I thought my description of it on my site was sufficient and probably more accurate than any article conflating it with yamikawaii. I’ve been into menhera since 16. The clique is for anyone who wishes to join I don’t think it warrants a hundred . . . and forgive my tone, preachy and gatekeepy disclaimers like some things in the smallweb do. I intentionally kept it open ended. I think that’s more inclusive, personally.
Also ADHD is in the DSM-V, ends in “disorder”, and if you personally don’t wanna list it, that’s up to you. I was diagnosed by a psych doctor . . . because it’s a psych illness. There’s no shame in it being an illness. It literally inhibits my ability to function.
I talk about women because that’s 99% of menhera especially in Japan, but anyone can join. Which I think I wrote? I don’t remember–if not I will specify that.
Menhera is like punk, the fashion is a part of the subculture. They are not divorced from each other and it’d be weird to do so. You don’t have to dress it to be part of the subculture, but if you only wear the fashion and don’t partake in the actual culture (punk: rebellion against established power structures and shock performance through rock music) (menhera: reclaiming mental illness via kawaii motifs and being open about mental illness, especially depression), you aren’t actually part of the subculture . . . You just wear some clothes sometimes.
The fashion is an extension of the subculture, if that makes sense. Think of it like, wearing lederhosen doesn’t make you German, you have to actually speak the language and abide by their cultural ideals in order to be German. Wearing lederhosen divorced from the culture itself just makes you look like someone on Halloween out of season.
This is what I figured once I got past my emotions. I really do think it might be my RSD that makes me so silly about the low member rates. But hey, I got one member just recently, so that made me really happy!
Hey, I appreciate you taking the time to respond. I apologise if I came across as preachy or trying to redefine something that isn’t mine to define.

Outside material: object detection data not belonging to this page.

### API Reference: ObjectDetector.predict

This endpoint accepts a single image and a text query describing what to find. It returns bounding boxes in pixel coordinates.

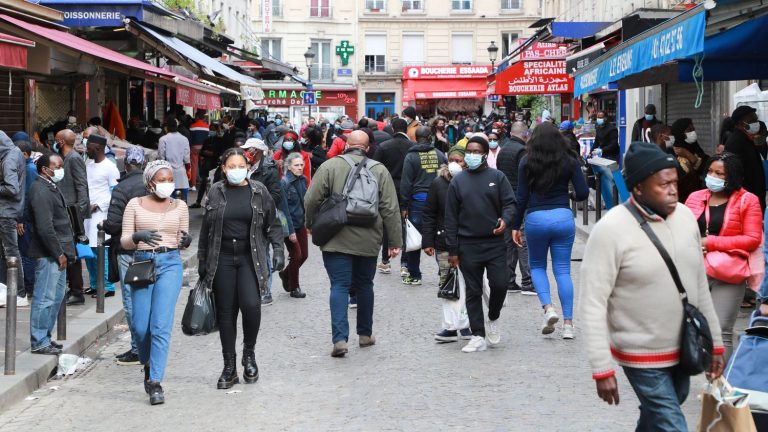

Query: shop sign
[45,2,144,27]
[403,65,491,79]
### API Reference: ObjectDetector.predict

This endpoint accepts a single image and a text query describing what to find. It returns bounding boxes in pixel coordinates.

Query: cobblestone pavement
[0,238,716,432]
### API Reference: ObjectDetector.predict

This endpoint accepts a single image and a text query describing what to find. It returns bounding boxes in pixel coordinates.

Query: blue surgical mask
[464,153,483,170]
[704,175,725,193]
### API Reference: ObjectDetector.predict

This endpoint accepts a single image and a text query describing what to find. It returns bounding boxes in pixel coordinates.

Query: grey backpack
[341,155,379,227]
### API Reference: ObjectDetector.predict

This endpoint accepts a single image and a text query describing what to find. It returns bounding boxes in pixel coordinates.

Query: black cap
[624,142,677,191]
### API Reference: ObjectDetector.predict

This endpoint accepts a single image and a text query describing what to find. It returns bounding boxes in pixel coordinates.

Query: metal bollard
[96,224,106,313]
[4,257,20,375]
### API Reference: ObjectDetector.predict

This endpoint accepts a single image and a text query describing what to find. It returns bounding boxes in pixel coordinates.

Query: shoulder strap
[624,201,688,304]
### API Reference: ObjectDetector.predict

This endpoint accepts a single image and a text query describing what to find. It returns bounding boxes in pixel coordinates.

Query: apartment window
[451,33,475,64]
[400,33,424,66]
[501,0,523,10]
[309,0,331,18]
[312,41,332,80]
[365,34,387,73]
[365,0,386,12]
[261,39,283,61]
[501,32,520,58]
[451,0,472,10]
[403,0,424,12]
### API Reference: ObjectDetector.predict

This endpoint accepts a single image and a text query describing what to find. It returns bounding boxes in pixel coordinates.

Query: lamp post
[304,46,315,118]
[488,41,499,73]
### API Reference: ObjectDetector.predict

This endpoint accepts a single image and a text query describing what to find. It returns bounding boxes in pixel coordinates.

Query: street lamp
[488,41,499,73]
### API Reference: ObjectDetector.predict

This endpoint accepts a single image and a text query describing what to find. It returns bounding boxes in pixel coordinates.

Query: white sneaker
[541,308,560,334]
[563,324,574,339]
[461,336,488,352]
[485,320,501,345]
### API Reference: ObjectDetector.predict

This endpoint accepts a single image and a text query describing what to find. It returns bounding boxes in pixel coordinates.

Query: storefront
[253,86,357,127]
[402,65,491,117]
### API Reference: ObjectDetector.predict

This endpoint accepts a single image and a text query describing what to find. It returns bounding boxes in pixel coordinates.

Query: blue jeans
[29,258,67,351]
[525,208,576,320]
[85,247,115,292]
[624,366,691,432]
[323,252,377,343]
[117,253,139,354]
[131,250,184,382]
[405,200,425,279]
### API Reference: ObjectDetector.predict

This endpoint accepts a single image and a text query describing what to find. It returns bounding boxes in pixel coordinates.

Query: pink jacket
[685,188,763,253]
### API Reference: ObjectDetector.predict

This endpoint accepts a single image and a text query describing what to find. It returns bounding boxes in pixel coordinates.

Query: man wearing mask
[632,104,661,142]
[579,142,728,431]
[28,154,76,355]
[445,134,515,353]
[54,128,94,306]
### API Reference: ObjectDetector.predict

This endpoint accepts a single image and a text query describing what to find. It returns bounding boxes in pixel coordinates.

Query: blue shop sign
[573,10,706,96]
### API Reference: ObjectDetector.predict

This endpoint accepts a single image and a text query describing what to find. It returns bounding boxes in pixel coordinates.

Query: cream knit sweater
[579,204,723,379]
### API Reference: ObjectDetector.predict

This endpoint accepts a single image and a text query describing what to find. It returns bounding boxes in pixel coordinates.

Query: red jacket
[685,188,763,252]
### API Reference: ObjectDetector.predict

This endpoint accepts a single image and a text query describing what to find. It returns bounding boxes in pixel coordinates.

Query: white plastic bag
[405,219,421,252]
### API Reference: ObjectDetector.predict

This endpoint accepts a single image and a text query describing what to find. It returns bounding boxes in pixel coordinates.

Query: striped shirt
[120,197,189,250]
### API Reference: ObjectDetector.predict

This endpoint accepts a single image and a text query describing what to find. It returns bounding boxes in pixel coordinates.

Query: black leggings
[213,248,261,354]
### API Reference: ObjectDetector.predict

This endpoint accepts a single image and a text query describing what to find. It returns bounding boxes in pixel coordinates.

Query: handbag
[624,201,714,375]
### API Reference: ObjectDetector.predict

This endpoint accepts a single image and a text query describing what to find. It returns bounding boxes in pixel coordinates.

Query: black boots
[216,353,240,390]
[243,348,259,384]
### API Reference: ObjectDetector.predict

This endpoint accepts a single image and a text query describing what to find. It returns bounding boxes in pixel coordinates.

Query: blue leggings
[525,208,576,320]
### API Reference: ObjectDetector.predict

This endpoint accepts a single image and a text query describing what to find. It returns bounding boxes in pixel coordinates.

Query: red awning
[0,14,176,77]
[403,78,488,101]
[493,60,573,95]
[0,33,35,69]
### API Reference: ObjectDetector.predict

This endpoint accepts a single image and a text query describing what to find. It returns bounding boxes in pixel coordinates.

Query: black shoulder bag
[624,201,714,375]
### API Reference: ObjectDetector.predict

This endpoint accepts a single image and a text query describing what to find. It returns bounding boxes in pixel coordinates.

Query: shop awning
[0,14,175,77]
[0,33,35,69]
[493,60,573,95]
[574,6,706,96]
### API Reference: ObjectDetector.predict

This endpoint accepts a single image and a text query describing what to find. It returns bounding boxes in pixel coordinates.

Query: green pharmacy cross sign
[336,41,355,66]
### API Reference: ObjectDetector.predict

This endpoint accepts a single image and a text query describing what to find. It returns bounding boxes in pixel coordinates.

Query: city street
[0,236,703,432]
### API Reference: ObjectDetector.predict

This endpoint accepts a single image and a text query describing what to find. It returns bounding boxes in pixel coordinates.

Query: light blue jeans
[131,250,184,382]
[525,208,576,320]
[117,254,139,354]
[29,258,67,351]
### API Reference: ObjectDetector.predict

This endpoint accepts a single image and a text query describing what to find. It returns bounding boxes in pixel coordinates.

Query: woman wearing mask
[512,123,589,339]
[197,148,285,389]
[120,160,192,405]
[273,130,312,187]
[421,147,472,343]
[278,153,309,298]
[685,153,763,361]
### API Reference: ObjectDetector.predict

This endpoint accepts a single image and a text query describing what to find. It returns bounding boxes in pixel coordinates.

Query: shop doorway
[365,93,395,119]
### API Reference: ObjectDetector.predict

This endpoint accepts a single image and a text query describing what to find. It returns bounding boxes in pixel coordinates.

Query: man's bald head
[347,131,369,150]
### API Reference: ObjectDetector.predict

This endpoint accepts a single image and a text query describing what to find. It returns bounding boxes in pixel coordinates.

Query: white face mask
[448,162,464,176]
[155,183,176,199]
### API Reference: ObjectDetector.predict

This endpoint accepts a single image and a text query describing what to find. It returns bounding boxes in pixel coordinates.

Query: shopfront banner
[574,11,706,96]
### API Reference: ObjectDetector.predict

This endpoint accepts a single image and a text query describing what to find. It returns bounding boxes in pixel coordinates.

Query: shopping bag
[181,279,218,336]
[698,377,757,432]
[405,219,421,252]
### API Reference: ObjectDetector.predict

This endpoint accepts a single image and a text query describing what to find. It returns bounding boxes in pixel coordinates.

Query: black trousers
[459,237,509,337]
[213,245,261,354]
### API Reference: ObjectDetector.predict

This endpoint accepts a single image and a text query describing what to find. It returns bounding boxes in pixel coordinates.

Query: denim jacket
[197,180,283,294]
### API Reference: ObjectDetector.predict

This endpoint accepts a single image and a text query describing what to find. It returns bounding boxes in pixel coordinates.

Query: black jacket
[400,144,448,209]
[421,167,451,251]
[373,133,416,194]
[496,136,525,191]
[27,176,77,262]
[594,123,619,161]
[725,130,765,210]
[197,181,283,294]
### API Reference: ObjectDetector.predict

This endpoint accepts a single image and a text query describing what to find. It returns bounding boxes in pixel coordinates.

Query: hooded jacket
[400,144,448,209]
[0,131,27,222]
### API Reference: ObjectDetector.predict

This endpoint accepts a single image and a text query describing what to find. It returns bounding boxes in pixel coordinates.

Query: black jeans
[459,238,509,337]
[213,239,261,354]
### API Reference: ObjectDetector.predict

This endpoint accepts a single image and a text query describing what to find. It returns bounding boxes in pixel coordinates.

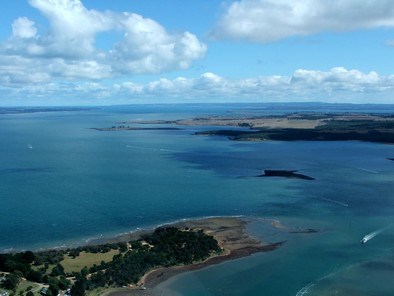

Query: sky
[0,0,394,106]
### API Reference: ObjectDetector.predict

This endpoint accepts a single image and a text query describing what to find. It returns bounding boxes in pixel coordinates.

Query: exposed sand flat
[120,113,394,129]
[105,217,283,296]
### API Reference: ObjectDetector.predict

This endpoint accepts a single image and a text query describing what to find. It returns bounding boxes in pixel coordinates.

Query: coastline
[105,217,284,296]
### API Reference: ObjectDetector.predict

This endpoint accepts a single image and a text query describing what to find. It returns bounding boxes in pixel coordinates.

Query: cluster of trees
[0,251,71,296]
[0,227,221,296]
[73,227,221,290]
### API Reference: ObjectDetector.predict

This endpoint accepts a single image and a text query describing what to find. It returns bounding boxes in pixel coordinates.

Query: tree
[3,273,20,290]
[71,279,85,296]
[51,263,64,276]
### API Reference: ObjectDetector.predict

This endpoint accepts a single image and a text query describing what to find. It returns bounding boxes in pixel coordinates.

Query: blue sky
[0,0,394,106]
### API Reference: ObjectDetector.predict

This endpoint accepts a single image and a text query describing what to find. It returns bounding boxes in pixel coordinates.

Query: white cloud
[0,63,394,104]
[0,0,206,84]
[12,17,37,38]
[67,67,394,103]
[212,0,394,43]
[386,39,394,47]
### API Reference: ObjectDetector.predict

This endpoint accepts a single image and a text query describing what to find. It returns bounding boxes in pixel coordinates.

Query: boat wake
[360,224,392,244]
[296,270,339,296]
[321,197,349,207]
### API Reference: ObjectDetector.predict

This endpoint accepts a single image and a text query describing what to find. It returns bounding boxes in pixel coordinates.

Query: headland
[0,217,283,295]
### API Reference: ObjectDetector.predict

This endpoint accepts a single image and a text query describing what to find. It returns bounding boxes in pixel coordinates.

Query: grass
[86,287,129,296]
[60,250,119,273]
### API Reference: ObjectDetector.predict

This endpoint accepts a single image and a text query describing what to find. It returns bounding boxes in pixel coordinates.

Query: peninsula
[102,112,394,143]
[0,217,283,296]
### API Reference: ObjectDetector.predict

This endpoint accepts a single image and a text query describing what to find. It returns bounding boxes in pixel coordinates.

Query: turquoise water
[0,105,394,296]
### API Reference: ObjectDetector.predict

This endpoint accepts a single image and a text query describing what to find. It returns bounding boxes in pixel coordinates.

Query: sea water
[0,105,394,296]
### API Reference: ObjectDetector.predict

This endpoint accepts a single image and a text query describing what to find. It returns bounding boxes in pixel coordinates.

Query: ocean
[0,104,394,296]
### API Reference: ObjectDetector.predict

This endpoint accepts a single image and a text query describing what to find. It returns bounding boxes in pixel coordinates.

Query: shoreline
[105,217,284,296]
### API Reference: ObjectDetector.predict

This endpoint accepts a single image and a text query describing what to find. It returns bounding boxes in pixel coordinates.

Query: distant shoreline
[94,112,394,144]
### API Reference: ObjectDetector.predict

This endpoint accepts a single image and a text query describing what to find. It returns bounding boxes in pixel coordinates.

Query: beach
[104,217,283,296]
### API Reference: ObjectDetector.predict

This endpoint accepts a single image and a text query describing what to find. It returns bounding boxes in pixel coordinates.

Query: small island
[258,170,315,180]
[0,217,283,296]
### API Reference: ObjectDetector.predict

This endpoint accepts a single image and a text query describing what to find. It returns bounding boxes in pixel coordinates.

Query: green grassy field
[60,250,119,273]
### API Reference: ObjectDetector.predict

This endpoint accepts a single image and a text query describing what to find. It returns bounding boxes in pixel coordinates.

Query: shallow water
[0,105,394,296]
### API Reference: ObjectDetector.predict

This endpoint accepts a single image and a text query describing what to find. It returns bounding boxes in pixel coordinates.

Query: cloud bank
[0,0,206,86]
[0,67,394,104]
[212,0,394,43]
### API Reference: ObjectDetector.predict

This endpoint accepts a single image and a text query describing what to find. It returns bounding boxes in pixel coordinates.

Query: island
[258,170,315,180]
[0,217,284,296]
[105,112,394,143]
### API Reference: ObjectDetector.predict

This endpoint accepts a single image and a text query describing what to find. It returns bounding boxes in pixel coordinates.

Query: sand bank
[104,217,283,296]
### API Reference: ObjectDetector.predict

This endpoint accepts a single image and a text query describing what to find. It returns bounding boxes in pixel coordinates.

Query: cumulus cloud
[4,67,394,104]
[12,17,37,38]
[212,0,394,43]
[0,0,206,84]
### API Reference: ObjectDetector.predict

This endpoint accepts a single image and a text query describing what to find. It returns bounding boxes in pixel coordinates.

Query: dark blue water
[0,104,394,295]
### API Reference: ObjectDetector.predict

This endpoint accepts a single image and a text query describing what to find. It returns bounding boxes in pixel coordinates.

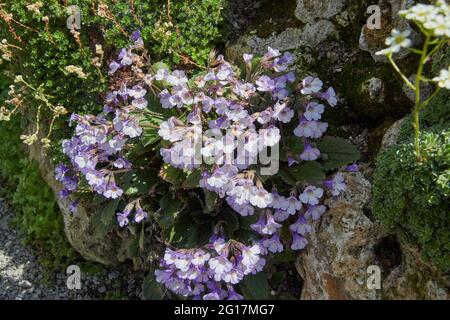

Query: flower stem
[413,35,430,161]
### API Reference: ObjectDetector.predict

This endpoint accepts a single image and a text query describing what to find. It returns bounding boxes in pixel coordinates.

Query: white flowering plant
[377,0,450,161]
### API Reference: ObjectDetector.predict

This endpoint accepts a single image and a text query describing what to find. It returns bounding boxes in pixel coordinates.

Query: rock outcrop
[296,119,450,300]
[29,130,121,265]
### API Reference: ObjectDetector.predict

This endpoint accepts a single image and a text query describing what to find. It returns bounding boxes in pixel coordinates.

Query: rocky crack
[0,198,143,300]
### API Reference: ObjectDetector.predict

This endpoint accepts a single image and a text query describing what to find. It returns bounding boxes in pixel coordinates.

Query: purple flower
[241,245,261,267]
[227,287,244,300]
[58,189,70,199]
[131,30,141,41]
[117,212,130,228]
[243,53,253,63]
[294,118,328,139]
[69,199,80,213]
[303,102,325,121]
[299,141,320,161]
[324,173,346,196]
[318,87,338,107]
[283,196,302,215]
[103,182,123,199]
[262,233,283,253]
[301,76,323,94]
[86,170,105,187]
[263,47,281,60]
[134,208,148,223]
[345,163,359,172]
[273,210,290,222]
[305,205,327,220]
[289,216,312,236]
[108,61,120,75]
[55,163,69,182]
[255,76,275,92]
[299,186,323,206]
[288,156,298,167]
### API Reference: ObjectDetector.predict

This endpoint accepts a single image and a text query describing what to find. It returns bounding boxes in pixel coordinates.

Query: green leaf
[279,161,325,186]
[89,199,119,238]
[182,169,202,189]
[240,272,270,300]
[159,164,186,185]
[203,190,218,214]
[280,136,305,161]
[318,137,360,171]
[223,210,239,237]
[142,270,164,300]
[157,195,182,229]
[169,212,211,249]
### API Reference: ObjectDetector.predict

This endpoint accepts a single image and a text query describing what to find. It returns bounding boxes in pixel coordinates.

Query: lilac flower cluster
[155,236,265,300]
[155,47,352,299]
[55,33,357,299]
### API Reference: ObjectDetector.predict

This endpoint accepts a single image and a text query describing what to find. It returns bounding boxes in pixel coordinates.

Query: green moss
[373,123,450,272]
[0,116,80,280]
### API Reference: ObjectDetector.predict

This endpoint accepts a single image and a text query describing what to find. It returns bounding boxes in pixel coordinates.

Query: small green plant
[377,0,450,161]
[373,125,450,272]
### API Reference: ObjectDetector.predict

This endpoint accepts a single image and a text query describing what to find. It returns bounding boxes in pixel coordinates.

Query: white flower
[386,29,412,53]
[242,244,261,267]
[400,4,438,23]
[301,77,323,94]
[259,126,281,147]
[285,197,302,215]
[222,269,244,284]
[424,15,450,37]
[303,102,325,121]
[433,66,450,90]
[206,171,229,188]
[250,187,272,209]
[299,186,323,206]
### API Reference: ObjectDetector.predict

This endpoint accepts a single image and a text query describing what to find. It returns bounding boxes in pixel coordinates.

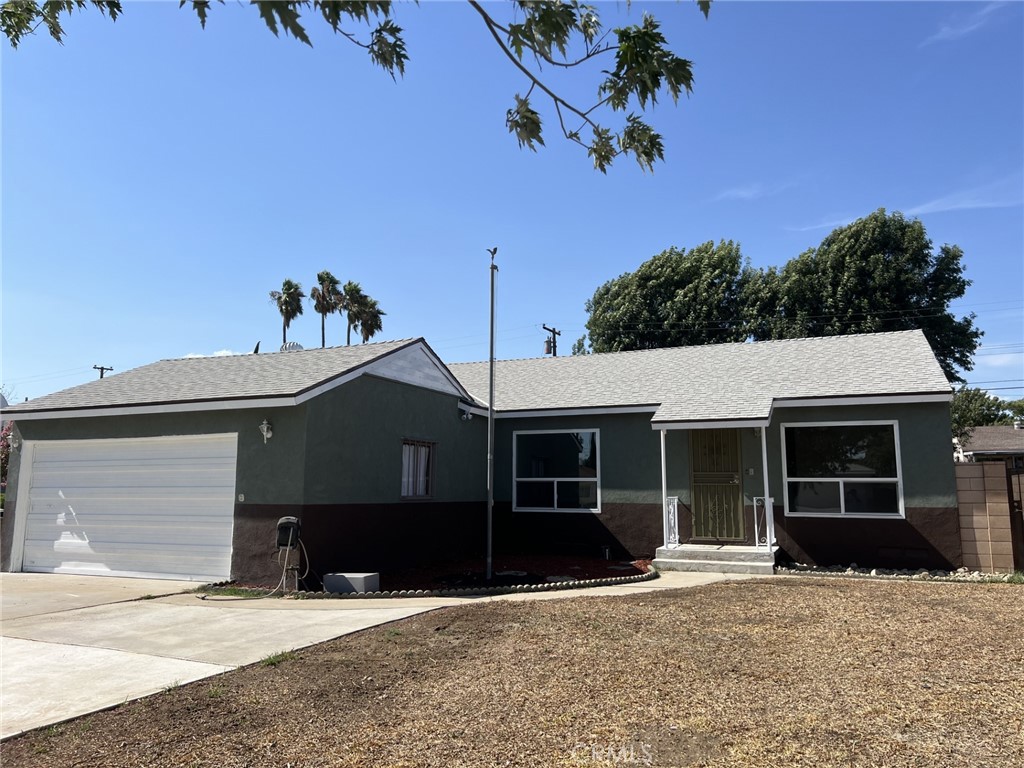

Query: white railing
[754,496,775,550]
[665,496,679,547]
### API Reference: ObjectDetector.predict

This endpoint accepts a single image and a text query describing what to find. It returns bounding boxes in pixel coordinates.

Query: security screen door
[690,429,743,542]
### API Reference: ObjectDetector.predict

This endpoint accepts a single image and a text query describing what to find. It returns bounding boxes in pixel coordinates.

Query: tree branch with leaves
[0,0,711,173]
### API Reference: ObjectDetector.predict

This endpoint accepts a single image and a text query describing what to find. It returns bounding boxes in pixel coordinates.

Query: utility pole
[541,326,562,357]
[486,246,498,582]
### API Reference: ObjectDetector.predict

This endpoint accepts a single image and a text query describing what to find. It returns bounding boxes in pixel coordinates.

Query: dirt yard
[0,578,1024,768]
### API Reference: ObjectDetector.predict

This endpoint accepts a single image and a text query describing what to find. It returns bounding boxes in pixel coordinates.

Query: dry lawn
[2,578,1024,768]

That was not my intention at all.
You’re absolutely right that I’m coming at this outside the subculture, and I should have been more mindful of that, rather than offering such a lengthy(!!) response of my own opinions.
I genuinely do hope you see more interest in the clique.
I hope I didn’t seem too combative. I know I can be. I try my best not to though–it’s a learned behavior, and not a good one. So, thank you for being understanding.